NBA

Gallinari’s funk no help to Knicks

Even with that big, big window the Knicks have opened for LeBron James, Dwyane Wade or Chris Bosh, there still has proven to be plenty of wall left for Danilo Gallinari to hit.

“He’s 21 years old,” Knicks coach Mike D’Antoni said. “When you have a team that’s not real powerful, everything is magnified and you want him to have 20 points and play good defense and win every game, and I just don’t think that’s realistic right now for anybody.”

A bunch of Knicks who aren’t going to be here next year couldn’t follow one win in Washington on Friday with another last night. They lost 120-109 to Memphis with Gallinari, one of the few guys certain to return, finishing with 11 points, his highest total in five games.

In foul trouble all night, Gallinari hit his only 3-pointer of the game to tie the score with 4:04 to go, then didn’t score again — not that anybody other than David Lee (one basket) did either.

“You have to be emotionally invested in the team or otherwise your game suffers,” D’Antoni had said about Gallinari on Friday. “This game is too hard.”

A day later, apparently the coach decided that was hard on Gallinari, too, just not as hard as watching game after game slip away for lack of somebody stepping up in the end.

Certainly, it’s a long NBA season for a guy going through his first full one after being limited by a back disk problem to just 28 games in 2008-09. It gets longer by the day for the Knicks, who have a surgically repaired former star, Tracy McGrady, out of gas, and a potential star like Gallinari unable to find his pedal.

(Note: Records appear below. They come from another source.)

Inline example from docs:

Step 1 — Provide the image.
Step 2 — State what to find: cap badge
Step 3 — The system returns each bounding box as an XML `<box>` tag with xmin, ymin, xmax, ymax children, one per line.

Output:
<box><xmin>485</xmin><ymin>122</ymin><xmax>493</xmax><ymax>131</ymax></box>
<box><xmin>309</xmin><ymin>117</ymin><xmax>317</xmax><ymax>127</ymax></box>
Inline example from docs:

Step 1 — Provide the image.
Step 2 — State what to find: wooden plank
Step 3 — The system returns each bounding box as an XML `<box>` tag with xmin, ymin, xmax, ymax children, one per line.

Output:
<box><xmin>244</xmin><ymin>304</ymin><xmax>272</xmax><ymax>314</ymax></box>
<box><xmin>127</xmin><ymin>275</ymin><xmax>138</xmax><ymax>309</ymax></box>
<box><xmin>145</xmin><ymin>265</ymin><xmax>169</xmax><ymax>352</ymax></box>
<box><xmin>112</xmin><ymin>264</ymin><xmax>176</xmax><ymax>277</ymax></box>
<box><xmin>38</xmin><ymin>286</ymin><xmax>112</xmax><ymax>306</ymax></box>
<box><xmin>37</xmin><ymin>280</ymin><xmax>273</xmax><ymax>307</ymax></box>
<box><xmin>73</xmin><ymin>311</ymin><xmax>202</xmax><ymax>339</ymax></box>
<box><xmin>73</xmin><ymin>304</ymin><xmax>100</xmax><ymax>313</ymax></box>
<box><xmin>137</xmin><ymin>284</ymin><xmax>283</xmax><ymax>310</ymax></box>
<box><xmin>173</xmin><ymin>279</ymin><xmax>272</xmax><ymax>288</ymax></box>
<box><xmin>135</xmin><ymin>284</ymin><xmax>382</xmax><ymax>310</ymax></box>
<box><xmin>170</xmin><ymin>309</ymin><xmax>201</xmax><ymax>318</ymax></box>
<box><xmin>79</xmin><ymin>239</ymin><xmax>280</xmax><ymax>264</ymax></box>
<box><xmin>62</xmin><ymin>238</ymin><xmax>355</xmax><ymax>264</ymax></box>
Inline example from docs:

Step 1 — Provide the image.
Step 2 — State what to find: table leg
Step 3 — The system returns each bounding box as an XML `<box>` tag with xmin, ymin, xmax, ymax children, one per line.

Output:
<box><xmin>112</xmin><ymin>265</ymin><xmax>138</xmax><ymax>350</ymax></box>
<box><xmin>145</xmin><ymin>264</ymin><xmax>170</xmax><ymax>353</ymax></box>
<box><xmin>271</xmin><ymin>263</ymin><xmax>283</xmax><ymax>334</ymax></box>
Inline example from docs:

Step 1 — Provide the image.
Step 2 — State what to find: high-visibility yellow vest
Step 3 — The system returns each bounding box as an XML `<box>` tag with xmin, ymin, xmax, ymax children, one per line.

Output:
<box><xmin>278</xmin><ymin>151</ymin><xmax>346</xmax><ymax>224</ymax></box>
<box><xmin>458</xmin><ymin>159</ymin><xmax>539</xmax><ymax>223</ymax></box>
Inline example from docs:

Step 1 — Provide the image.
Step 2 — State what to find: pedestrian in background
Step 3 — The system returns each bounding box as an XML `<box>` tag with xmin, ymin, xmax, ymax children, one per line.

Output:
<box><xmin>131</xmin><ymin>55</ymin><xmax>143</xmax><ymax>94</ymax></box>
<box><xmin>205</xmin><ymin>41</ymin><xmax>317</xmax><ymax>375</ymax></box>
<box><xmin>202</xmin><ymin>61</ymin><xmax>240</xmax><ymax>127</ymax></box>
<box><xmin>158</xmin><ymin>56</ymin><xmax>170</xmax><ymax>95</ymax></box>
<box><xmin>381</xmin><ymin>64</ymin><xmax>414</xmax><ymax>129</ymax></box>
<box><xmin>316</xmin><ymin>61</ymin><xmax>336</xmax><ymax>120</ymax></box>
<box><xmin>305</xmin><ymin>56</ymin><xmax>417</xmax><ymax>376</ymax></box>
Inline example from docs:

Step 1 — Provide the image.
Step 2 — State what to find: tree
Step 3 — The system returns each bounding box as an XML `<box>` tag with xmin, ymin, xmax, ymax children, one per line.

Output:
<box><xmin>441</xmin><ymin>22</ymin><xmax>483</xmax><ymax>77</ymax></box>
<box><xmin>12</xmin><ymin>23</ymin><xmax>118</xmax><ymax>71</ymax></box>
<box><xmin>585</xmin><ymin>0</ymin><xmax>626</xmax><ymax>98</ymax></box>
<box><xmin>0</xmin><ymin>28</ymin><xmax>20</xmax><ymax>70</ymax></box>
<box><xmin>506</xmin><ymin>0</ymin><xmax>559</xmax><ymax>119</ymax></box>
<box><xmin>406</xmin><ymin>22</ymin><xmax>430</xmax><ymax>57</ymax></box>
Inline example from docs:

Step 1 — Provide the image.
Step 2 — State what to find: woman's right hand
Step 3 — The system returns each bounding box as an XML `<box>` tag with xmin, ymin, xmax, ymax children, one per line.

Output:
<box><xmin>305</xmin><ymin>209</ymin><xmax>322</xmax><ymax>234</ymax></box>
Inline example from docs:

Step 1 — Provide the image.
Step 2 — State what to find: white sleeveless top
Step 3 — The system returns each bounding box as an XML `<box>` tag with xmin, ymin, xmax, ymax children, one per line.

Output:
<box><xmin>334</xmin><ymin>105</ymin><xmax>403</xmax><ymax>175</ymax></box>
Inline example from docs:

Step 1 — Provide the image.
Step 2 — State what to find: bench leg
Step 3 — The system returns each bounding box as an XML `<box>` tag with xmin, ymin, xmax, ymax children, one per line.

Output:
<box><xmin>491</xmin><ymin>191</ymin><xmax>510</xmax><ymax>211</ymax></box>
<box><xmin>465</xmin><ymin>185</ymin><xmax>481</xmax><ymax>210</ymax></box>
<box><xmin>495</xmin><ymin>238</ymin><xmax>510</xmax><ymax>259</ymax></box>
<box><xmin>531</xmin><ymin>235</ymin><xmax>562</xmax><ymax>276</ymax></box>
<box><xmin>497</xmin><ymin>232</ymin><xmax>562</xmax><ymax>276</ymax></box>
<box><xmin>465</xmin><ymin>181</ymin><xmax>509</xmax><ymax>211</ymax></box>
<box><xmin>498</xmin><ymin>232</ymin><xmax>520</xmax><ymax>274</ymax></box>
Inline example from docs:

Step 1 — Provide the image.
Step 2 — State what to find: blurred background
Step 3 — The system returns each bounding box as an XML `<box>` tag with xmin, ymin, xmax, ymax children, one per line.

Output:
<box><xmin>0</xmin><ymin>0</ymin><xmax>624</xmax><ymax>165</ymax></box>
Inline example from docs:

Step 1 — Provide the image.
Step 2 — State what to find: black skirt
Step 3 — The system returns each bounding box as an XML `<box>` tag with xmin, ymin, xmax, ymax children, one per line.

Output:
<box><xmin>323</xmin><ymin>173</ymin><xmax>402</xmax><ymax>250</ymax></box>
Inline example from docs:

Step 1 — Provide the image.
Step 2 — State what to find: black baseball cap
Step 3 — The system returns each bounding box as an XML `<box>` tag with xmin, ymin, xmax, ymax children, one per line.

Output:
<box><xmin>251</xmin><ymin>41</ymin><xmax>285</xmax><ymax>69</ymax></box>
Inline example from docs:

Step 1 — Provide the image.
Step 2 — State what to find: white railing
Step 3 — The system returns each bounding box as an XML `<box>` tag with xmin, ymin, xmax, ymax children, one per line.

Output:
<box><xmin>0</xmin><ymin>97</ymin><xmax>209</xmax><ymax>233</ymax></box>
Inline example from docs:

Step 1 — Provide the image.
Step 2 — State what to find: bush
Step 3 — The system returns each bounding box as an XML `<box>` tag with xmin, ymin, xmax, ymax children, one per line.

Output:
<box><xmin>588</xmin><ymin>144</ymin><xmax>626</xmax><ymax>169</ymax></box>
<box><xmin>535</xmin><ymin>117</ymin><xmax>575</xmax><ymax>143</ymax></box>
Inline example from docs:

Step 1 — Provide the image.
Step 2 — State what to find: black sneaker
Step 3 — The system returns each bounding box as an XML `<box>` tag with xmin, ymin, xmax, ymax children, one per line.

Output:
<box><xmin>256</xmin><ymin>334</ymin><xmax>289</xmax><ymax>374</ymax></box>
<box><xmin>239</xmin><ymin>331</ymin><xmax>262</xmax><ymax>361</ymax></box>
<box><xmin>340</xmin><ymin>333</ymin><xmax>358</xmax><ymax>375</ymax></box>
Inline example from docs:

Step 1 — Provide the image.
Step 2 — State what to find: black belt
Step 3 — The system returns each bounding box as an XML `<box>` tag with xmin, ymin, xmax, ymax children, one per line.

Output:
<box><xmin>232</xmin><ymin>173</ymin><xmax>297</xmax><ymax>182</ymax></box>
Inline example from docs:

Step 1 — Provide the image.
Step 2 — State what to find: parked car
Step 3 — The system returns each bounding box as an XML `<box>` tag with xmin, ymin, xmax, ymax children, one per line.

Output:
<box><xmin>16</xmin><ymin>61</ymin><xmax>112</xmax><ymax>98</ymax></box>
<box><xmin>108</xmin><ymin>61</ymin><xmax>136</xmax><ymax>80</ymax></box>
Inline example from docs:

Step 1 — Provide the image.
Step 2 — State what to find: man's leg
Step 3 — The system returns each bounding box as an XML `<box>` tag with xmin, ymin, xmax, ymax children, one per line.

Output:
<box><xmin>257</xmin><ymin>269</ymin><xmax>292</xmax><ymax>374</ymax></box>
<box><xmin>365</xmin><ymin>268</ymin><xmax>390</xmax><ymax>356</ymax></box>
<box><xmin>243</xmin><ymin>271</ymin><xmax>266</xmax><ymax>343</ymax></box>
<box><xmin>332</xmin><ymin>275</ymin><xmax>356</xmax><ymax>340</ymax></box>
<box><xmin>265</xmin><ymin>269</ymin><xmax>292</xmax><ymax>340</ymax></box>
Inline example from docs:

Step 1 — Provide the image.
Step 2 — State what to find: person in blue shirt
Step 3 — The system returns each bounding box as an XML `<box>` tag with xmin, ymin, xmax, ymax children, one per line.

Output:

“The questions you have [are]: Can [Gallinari] play defense? Is he tough enough?” D’Antoni said. “I think he’s really tough.

“He’s been off with his shot . . . but I don’t think its anything to be alarmed about. People with good intentions tell him he can’t be just a 3-point shooter. But if his strength is shooting from the outside, that’s what he should do.

“If they come out and play him, he shouldn’t be programmed that ‘I gotta drive’ or ‘I have to post up.’ Sometimes I think he’s thinking too much about the game, instead of just playing and reacting.”

Gallinari, who played in an Italian League that didn’t have this kind of in-season player movement, has been reacting badly to the trades of 10 days ago.

“I don’t know, could be many reasons,” Gallinari said, asked why he has stopped shooting. “It’s a new team, this could be a reason — I don’t know.”

Harder to know is why that’s a credible excuse, because his last 20-point game was 16 games ago.

McGrady was on the bench for the fourth quarter and overtime Friday night while Gallinari was totaling 41 minutes, and didn’t play after halftime last night. The kid’s not being denied any time by the trades that so shook him up.

Jordan Hill, the 2009 first-round pick, is gone, as is the 2010 first-round pick, as is the 2012 top pick, while the flip-flopped 2011 pick with Houston will be the lesser of the two. That means Gallinari, taken sixth overall in 2008, will be the best thing the Knicks get out of a draft over a five-year period, a problem if they don’t hit the jackpot in free agency or maybe a problem filling out a strong rotation regardless.

There is a lot riding on this kid showing he’s going to be a lot better than this.